However, what's more important is that such time tracking is only the penultimate step of a general self-management process, of which there can be many variations, like what David Allen of Getting Things Done calls the "natural planning model". Time tracking is probably not worth the effort if you don't first do the steps that should naturally come before it.
For example, since your struggle is about fitting your knowledge work into the rest of your life, you may want to start by taking a holistic approach to your life: listing the important areas of your life; listing and prioritizing your goals and activities for each area (and desired outcomes if not obvious), noting any conflicts among goals; creating an action plan for the goals (action steps, resources, deadlines, etc.); creating a weekly time budget that shows how much time you expect to spend on each area and goal per week; and scheduling that budgeted time use into your weekly schedule. Only after doing all those prior steps would you start tracking your time and, during your weekly review, comparing your real time use to your budgeted time use and making adjustments as needed.
When you have reached what seems like a reasonable similarity between your time budget and your real time use, and you are making progress as well as could be expected given your time budget, you can stop the time tracking until you need it again.
"How many pages have I produced? I don't care. Are they any good? I don't even think about it. All that matters is I've put in my time and hit it with all I've got." (Steven Pressfield)

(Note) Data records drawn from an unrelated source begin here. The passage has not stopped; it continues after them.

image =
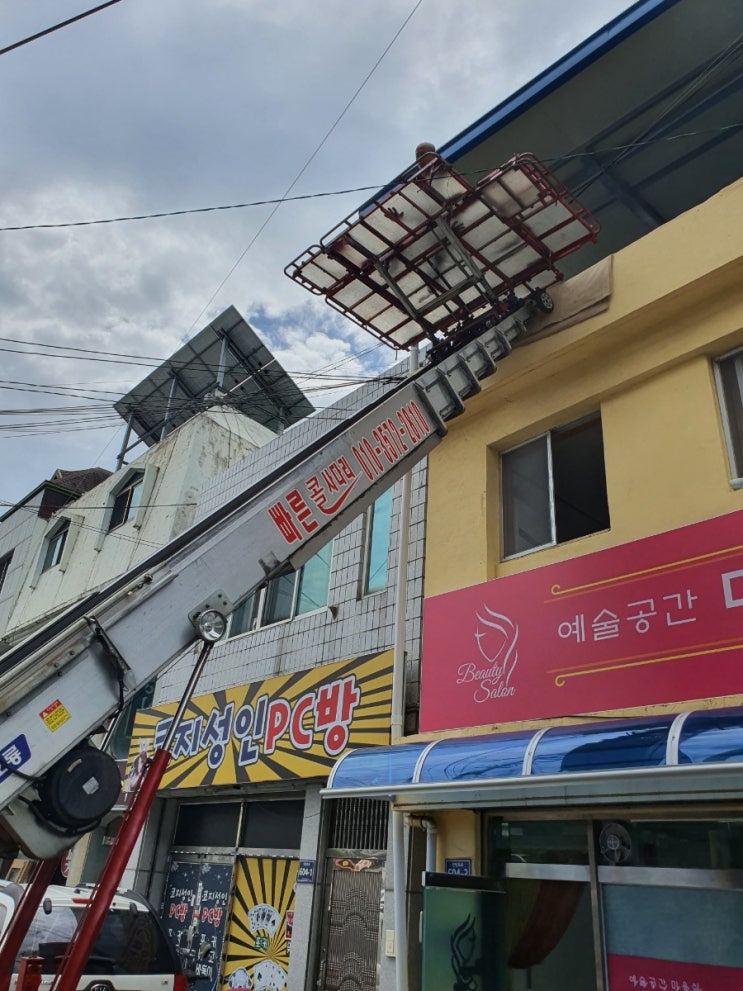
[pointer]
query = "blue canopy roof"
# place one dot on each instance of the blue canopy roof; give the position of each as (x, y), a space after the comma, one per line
(560, 753)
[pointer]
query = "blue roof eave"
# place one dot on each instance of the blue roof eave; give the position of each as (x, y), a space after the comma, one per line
(593, 48)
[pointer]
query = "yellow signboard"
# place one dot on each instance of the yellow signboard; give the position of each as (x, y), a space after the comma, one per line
(292, 726)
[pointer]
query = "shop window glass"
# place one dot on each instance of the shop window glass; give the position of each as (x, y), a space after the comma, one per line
(538, 842)
(700, 845)
(4, 567)
(378, 544)
(553, 488)
(462, 926)
(54, 546)
(127, 500)
(212, 824)
(547, 938)
(673, 936)
(273, 825)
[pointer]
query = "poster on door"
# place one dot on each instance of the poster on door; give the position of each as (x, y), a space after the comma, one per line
(194, 912)
(259, 935)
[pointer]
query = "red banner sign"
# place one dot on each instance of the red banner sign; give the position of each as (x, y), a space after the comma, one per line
(656, 620)
(646, 974)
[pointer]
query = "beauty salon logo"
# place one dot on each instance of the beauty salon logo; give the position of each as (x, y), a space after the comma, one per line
(495, 639)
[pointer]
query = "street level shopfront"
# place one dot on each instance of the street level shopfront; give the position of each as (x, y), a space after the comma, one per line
(246, 855)
(591, 838)
(601, 856)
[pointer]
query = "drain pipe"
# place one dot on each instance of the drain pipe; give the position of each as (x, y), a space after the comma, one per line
(431, 830)
(397, 722)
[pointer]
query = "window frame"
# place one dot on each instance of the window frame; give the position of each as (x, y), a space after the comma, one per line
(547, 437)
(260, 598)
(735, 459)
(123, 495)
(71, 523)
(5, 562)
(369, 548)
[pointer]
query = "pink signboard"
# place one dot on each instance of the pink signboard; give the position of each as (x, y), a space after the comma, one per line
(649, 974)
(656, 620)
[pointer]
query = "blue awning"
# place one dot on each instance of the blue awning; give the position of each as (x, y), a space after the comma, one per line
(693, 755)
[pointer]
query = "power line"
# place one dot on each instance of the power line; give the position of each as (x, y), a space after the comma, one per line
(56, 27)
(306, 165)
(560, 159)
(202, 209)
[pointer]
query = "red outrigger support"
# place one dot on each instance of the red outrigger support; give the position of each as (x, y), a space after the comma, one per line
(93, 915)
(12, 940)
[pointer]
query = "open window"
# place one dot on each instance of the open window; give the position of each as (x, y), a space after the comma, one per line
(286, 596)
(5, 567)
(729, 374)
(127, 500)
(54, 545)
(553, 488)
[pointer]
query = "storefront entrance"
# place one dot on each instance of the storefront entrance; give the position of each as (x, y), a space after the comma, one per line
(601, 905)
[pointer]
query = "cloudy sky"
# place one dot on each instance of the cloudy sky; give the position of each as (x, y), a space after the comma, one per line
(155, 106)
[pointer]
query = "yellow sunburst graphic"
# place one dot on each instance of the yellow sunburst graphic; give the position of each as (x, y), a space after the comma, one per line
(258, 941)
(293, 726)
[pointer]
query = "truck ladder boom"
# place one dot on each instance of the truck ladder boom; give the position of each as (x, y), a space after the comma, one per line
(60, 687)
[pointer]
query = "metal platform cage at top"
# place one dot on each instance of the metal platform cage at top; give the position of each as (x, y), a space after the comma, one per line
(434, 254)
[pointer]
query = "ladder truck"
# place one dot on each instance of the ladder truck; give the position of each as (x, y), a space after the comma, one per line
(433, 258)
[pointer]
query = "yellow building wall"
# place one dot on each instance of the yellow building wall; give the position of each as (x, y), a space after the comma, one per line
(647, 364)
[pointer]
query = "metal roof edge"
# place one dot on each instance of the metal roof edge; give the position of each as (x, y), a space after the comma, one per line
(569, 65)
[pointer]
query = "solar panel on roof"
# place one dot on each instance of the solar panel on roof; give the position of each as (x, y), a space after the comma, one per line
(227, 349)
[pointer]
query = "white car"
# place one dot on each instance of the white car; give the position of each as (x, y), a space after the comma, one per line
(132, 952)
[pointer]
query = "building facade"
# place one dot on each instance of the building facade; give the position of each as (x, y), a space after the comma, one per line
(578, 768)
(304, 673)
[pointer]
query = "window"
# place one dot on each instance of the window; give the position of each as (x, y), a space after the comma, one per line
(55, 545)
(273, 825)
(287, 596)
(5, 567)
(730, 386)
(377, 544)
(554, 488)
(127, 501)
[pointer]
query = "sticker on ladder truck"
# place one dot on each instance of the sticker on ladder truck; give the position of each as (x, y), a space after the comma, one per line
(13, 755)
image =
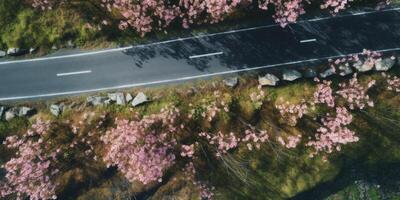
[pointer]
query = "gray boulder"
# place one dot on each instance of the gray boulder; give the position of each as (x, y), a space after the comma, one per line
(310, 73)
(13, 51)
(11, 114)
(329, 72)
(118, 97)
(128, 97)
(1, 112)
(231, 82)
(139, 99)
(291, 75)
(96, 100)
(121, 99)
(363, 66)
(56, 110)
(345, 70)
(25, 111)
(384, 64)
(268, 79)
(2, 54)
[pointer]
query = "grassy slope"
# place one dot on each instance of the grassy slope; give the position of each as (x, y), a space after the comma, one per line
(271, 173)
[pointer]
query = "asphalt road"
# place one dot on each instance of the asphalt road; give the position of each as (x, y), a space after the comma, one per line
(201, 56)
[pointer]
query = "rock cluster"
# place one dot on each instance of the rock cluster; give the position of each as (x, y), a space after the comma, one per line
(118, 98)
(13, 112)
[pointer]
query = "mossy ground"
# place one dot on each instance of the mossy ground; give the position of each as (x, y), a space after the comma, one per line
(273, 172)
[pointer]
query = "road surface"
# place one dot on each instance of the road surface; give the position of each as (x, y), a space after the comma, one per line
(200, 56)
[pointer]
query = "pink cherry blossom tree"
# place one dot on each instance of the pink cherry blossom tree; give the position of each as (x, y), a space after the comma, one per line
(142, 149)
(333, 133)
(30, 172)
(324, 94)
(393, 82)
(355, 94)
(292, 112)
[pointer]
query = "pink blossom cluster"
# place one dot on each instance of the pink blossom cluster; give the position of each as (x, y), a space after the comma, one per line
(224, 142)
(206, 192)
(187, 151)
(334, 132)
(323, 94)
(382, 4)
(257, 97)
(30, 172)
(143, 15)
(43, 4)
(208, 109)
(292, 112)
(342, 63)
(371, 57)
(286, 11)
(292, 141)
(142, 148)
(335, 6)
(190, 175)
(355, 94)
(253, 138)
(146, 14)
(207, 11)
(393, 82)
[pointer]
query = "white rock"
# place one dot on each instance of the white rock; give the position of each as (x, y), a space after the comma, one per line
(13, 51)
(384, 64)
(118, 97)
(96, 100)
(268, 79)
(328, 72)
(139, 99)
(345, 70)
(363, 66)
(56, 110)
(310, 73)
(25, 111)
(291, 75)
(231, 82)
(128, 97)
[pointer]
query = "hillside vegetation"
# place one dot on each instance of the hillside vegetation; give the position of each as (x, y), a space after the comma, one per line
(212, 141)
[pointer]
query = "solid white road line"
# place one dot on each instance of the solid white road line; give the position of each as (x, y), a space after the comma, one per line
(74, 73)
(359, 13)
(182, 78)
(205, 55)
(309, 40)
(188, 38)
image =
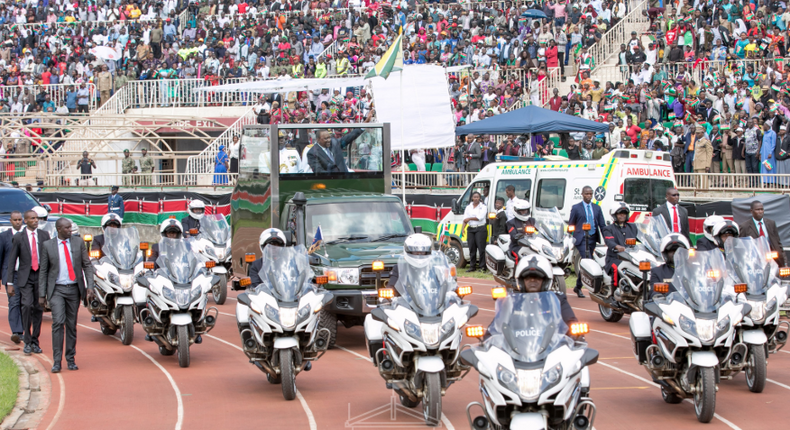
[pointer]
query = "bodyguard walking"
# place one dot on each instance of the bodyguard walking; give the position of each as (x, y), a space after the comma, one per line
(64, 259)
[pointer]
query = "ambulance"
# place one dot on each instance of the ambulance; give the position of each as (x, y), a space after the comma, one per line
(637, 177)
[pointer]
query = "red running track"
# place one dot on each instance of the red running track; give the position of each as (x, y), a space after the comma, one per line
(132, 387)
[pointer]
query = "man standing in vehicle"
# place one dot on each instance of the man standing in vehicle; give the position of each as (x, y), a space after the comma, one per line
(585, 212)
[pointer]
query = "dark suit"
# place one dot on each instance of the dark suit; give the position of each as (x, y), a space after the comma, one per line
(14, 311)
(683, 218)
(64, 299)
(320, 162)
(26, 281)
(769, 229)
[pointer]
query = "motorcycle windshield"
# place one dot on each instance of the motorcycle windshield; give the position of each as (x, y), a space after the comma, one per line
(285, 272)
(215, 228)
(121, 246)
(528, 326)
(177, 260)
(749, 262)
(425, 288)
(699, 278)
(550, 224)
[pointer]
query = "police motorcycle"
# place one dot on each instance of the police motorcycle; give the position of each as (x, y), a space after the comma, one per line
(622, 294)
(693, 328)
(532, 374)
(213, 245)
(414, 335)
(278, 319)
(175, 315)
(750, 264)
(546, 238)
(115, 270)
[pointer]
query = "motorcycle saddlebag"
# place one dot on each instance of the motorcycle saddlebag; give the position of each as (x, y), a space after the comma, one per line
(591, 275)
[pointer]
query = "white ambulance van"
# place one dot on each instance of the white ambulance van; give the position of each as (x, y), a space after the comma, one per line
(639, 178)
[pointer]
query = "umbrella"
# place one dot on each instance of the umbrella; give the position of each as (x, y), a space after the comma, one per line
(104, 52)
(534, 13)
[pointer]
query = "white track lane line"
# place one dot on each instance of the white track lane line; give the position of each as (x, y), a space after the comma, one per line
(445, 420)
(307, 411)
(180, 413)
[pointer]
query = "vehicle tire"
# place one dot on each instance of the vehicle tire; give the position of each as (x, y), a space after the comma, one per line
(127, 325)
(756, 371)
(609, 314)
(329, 321)
(287, 374)
(432, 399)
(671, 398)
(455, 254)
(183, 345)
(220, 291)
(705, 397)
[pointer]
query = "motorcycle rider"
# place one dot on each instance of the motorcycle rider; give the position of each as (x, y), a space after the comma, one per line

Here at zettelkasten.de there is a past blog post and related discussion that may be relevant.
In a way, I have the opposite problem. For about 6 months of the year, I am retired and do pretty much what I please. You'd think that would result in a more focused effort on certain projects, including working on my ZK. That's not always the case
However, I have tried this app (available through SetApp on a Mac or directly from the web site), and find it is pretty efficient. But I am still in the discovery mode, so can't speak too deeply about it's strengths and weaknesses:
https://timingapp.com/?lang=en
Are you working on a specific project?
I am a Zettler
Good question!
I have finished about 80% of one book I am reading and have consolidated my thoughts into some reading notes. Haven't done any extensive linking yet, but my ZK is young. Next book is lined up. Big picture, though, it's really about work flow and not giving up when progress is slight or slow. And about taking the time to process, instead of throwing myself into the next book. Knowledge doesn't accrete now as easily as it did when I was younger.
So, the project is a current book?
I am a Zettler
I would say that the problem is not so much one of tracking time, but being left with the feeling that one is not making progress. But is it really true that no progress is being made? Almost certainly not, which suggests that what is required is a shift in thinking. This also raises questions about whether "progress" in what is called "knowledge work" is quantifiable or measurable simply by tracking time explicitly dedicated to a particular task. Or must we merely rely on our impressions of what we are achieving?
I work as a psychotherapist these days, and my supervisor observed to me the other day that often it seems to us that with each session we are just adding a single grain of salt to a barrel of water, and the effect is impossible to detect for a long while. Then something happens, and change occurs, sometimes very suddenly and quickly.
Perhaps in things like learning, we have to set aside what I sometimes think of as the "engineering mentality". Building understanding is not quite like building a wall, brick by brick. I don't think anybody can predict how long it will take them to understand something, and I find it is not that easy to say how well I have understood something at the end of any period of study. Then again, the usefulness of what we are storing away may not really reveal itself for a very long time, perhaps even years. In my present work I find myself tapping into bits and pieces from my past education that I could never have predicted would be useful to me at a distance of fifty years.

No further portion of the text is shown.